Писатель-невидимка. 11

Геннадий Кагановский
ПИСАТЕЛЬ-НЕВИДИМКА [продолжение]

Экскурс по его живому тернистому следу

(к 80-летию Генриха Гунькина, 1930-2006)


11.

2) Другим основным – и кульминационным! – потрясением для меня стало то, что «Откровение Виктора Вельского, содержащее его Апологию, Патологию и Завещание» занимает лишь одну треть книги Геннадия Русского «Вельский». Почти вдвое больший объем отдан в ней новому, вполне самостоятельному тексту, до сих пор совершенно нигде и никогда не фигурировавшему [11]! Тексту, вроде бы развивающему вектор и стиль «Откровения»; но, вместе с тем, лирический его герой совершает здесь прорыв в некие целинные, как он убежден, ничем не ограждаемые просторы Мысли, Воображения, Духа Человеческого, Вечных и Мнимых Ценностей, Интуиции, Миражей, Реального Бытия (с его Историей, Цивилизацией, Политикой, с его Гениями и Злодеями…), а также в не очень-то прозрачные – скорей призрачные – бездны Самосознания, умноженные на Подсознание и Сверхсознание, и т.д. и т.п.

Заглавный этот персонаж, Виктор Вельский, от чьего лица ведется, если можно так выразиться, глобально-пантеистский монолог, – человек будто бы знакомый нам по «Откровению», но, на поверку, совсем-совсем обновленный: то ли гигантски выросший, неимоверно умудренный, то ли, напротив, окончательно впавший в ребячество. Во всяком случае, Автор логично именует его со знаковой подоплекой: Виктор Вельский (ПсевдоВельский).
 
“Случилось самое страшное: я не погиб, а вылечился. Мне снова не повезло, я стал обыкновенным. Словно бы меня подменили: я это или не я? Вялый… ко всему безразличный. Где мое отчаяние, мой пафос, мои озарения?.. Меня вывернули наизнанку. Во мне ничего нет прежнего, надо всё начинать сначала. И самое страшное – во мне погасло чувство боли, я рассуждаю, но не переживаю. Кому я нужен такой?”

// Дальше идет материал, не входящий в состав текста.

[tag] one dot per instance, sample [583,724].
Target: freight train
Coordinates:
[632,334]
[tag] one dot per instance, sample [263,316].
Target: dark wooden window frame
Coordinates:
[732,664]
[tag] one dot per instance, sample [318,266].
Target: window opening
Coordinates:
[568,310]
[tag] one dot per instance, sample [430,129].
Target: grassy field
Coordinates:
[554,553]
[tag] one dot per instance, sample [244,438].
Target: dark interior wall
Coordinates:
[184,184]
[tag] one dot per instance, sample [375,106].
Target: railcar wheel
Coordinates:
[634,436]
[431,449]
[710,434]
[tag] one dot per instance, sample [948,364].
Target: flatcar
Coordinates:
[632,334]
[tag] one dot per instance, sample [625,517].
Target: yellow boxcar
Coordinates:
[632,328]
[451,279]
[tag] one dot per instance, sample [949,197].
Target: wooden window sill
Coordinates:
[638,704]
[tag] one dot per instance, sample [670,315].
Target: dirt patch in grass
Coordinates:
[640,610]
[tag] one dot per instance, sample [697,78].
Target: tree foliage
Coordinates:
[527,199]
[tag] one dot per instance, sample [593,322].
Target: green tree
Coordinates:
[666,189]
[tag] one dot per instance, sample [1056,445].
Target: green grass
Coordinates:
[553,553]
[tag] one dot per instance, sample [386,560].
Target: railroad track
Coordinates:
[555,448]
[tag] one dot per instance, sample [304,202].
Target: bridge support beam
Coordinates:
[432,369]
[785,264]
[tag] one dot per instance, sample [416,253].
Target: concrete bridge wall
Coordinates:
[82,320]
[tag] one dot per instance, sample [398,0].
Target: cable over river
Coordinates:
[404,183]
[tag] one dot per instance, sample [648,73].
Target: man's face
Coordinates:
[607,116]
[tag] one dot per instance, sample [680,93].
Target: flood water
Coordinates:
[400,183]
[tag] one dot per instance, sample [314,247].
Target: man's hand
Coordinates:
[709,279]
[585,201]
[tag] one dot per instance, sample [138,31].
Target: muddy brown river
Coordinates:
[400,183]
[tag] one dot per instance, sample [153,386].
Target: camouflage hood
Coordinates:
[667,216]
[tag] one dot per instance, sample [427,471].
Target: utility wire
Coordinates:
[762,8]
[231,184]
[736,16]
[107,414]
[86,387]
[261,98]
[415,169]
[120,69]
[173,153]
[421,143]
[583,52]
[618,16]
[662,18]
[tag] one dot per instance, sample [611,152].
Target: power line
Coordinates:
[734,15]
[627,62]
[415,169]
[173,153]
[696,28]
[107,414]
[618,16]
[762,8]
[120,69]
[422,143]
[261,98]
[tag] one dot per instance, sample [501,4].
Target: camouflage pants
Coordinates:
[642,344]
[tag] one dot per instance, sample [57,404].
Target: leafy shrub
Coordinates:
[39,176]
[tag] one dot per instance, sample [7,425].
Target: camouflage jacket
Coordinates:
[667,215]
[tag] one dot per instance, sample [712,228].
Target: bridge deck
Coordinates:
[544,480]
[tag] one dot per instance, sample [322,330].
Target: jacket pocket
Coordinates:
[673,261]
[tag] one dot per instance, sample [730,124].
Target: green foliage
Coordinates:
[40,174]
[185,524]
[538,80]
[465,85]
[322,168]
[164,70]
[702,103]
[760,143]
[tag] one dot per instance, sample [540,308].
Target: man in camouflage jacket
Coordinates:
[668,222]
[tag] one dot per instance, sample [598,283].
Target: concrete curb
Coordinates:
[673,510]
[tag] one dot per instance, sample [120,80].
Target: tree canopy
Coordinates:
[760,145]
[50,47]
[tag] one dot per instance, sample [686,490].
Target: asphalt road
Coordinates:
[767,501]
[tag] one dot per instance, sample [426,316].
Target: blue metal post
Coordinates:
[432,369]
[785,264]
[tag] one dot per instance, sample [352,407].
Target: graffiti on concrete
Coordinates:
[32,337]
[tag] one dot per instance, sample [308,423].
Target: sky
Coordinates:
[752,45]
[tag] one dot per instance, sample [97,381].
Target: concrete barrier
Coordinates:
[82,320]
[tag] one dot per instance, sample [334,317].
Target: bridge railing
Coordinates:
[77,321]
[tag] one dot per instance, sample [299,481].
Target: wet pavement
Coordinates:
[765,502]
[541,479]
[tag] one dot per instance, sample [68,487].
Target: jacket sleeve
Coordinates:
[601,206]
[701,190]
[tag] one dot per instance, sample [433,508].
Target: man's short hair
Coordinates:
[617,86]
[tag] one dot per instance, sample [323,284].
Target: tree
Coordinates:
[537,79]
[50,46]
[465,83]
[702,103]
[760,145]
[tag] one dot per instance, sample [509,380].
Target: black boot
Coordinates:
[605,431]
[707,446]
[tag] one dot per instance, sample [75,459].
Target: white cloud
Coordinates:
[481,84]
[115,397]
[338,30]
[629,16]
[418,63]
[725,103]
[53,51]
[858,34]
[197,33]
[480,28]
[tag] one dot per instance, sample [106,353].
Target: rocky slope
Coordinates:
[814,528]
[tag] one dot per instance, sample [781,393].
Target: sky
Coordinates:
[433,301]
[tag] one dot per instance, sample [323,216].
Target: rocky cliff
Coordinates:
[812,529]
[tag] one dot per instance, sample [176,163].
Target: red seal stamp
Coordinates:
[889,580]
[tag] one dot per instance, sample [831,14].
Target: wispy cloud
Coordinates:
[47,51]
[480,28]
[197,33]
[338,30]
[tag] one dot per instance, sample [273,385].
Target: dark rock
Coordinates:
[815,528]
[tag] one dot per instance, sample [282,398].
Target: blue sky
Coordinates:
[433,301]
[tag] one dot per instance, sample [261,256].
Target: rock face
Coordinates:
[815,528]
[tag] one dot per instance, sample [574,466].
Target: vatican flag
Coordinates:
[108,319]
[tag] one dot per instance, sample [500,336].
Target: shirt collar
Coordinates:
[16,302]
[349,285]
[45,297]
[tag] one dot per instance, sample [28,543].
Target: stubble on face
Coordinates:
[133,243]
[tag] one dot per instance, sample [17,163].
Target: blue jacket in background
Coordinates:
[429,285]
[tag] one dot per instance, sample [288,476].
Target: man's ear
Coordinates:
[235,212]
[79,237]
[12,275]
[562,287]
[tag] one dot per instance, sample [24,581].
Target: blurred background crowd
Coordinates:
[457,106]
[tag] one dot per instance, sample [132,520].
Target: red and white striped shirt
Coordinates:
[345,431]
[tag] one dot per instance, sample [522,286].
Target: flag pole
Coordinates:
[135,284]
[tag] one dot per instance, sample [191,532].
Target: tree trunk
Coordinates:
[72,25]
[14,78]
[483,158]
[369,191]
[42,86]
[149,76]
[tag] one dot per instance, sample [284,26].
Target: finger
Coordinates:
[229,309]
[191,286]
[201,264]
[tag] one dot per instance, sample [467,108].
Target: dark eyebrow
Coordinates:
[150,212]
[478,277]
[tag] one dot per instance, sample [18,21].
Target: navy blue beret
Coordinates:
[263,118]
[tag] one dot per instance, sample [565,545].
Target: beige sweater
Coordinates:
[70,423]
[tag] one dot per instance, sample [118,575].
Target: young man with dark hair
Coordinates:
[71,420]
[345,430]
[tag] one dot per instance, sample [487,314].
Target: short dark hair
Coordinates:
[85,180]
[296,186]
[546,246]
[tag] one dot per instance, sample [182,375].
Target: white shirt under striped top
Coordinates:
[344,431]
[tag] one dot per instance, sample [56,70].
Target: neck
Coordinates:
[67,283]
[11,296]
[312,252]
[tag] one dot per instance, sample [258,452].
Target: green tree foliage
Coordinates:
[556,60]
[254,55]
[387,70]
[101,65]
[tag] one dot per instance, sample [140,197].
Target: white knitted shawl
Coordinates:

С этого начинается новый текст. Вельский-ПсевдоВельский (из-за плеча у него по-прежнему неотступно выглядывает Автор) стремится разобраться в своих муторных ощущениях, в новом своем, “вывернутом наизнанку” состоянии: кто он теперь? Или что он такое? Вот и озаглавлен этот текст, согласитесь, мудрено и диковинно: «ПсевдоЧеловек, или Мозг в банке». Очень важно заметить здесь: уже в преамбуле мы находим разграничительную “редакционную” сноску, внесенную несомненно самим Автором:

“Прим. Ред. У нас нет данных судить об идентичности автора настоящего сочинения с автором «Откровения Виктора Вельского» (см. рукописный журнал «Феникс», а также «Грани» № 75). В оригинале рукопись подписана именем Виктора Вельского с прибавлением в скобках (ПсевдоВельский). Дата написания – по-видимому, не позже 1976 г.”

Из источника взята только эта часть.